When she visited from Detroit, Aunty Emma also told stories. She was the only one of my grandparents’ children born in Russia, and she arrived on the boat with my bubbe in 1907. That boat landed in Boston on the fourth of July. When my grandmother saw the firecrackers exploding, she cried out—my Aunty Emma reported—“They have pogroms in America, too?”
My world was my mother’s family, and the Lazaroffs didn’t need to tell every story out loud to convey what they wanted to teach me. For there I was, kneeling on the kitchen chair, rolling dough into plump cylinders along with Bubbe as we baked coffee cake in her kitchen.
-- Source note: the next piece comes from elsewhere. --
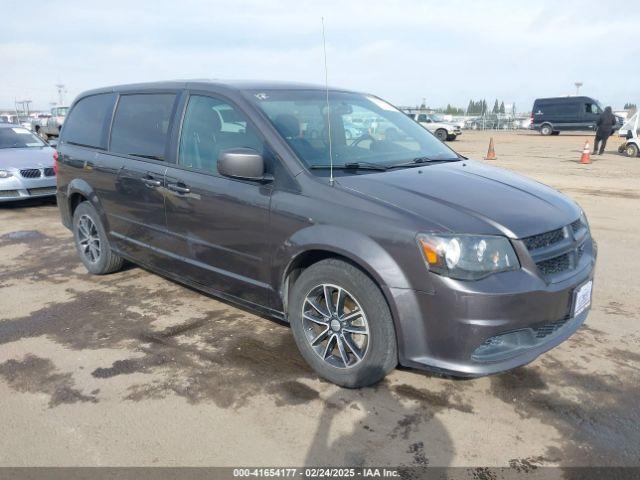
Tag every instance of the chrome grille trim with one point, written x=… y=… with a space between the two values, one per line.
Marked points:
x=42 y=191
x=30 y=173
There I was, staring at the photo in my grandparents’ bedroom of Aunty Emma in her UNRA uniform on her way to the Displaced Persons camps after World War II to sing “Ani Mamin” to the survivors.
On Purim, Bubbe assembled baskets of fruit and baked goods and handed them to me. Shalach Manos, Bubbe said, and not much else. She never used the word “poor,” or explained the requirement to help those in need. Bubbe just took my hand as we delivered one basket to the old woman on the second floor in the back of the apartment house two doors down and another to the recently widowed mother around the corner on Packard. I don’t remember her words, but somehow Bubbe let me know being poor was not a fault, and that the Purim gift was ours—hers and mine. I was shy and afraid, knocking on the doors of people I didn’t know, but I also felt something like pleasure or pride, as though my bubbehad chosen me to help right the scales of justice.
If some barking dog chased me as I walked up Ridgley Drive on my way home from school, if some neighborhood boys teased me about a bomb about to fall only on my side of the street, there was my grandparents’ front door—five houses closer than my own—on which I could knock. I knew that front door would open and whoever stood there would welcome me in. Bubbe would say something in Yiddish to Zadie, and though he would sigh, he’d put on his jacket, take my hand, and walk me the rest of the way home.
My father’s family—the Tannenbaums and Porgeses—lived nowhere near Ridgley Drive. Daddy Bob’s parents, Henry and Nettie, died before I was born; my great-aunts lived in Denver. When a young woman, Aunt Irene taught in small Rocky Mountain towns. She boarded with a student’s family, she told us, and rode to school side-saddle. Though Jewish, too, there was no Judeleh out of her mouth, no shaine maidel. Aunt Irene addressed each one of us as “dearie.”
My father’s sister Emma—I called her Ahmee—lived with her family in Glendale. The Elconins seemed exotic, Glendale not Jewish at all. Brock-mont Drive, a winding road that climbed along a steep hillside, looked nothing like my neighborhood of square streets: Hauser, Curson, Spaulding. No sidewalks in Glendale. No Pico, the big boulevard at the end of my block, crowded with shops. Where were the delis like Joe and Ann’s, the kosher butchers, banks, and beauty shops?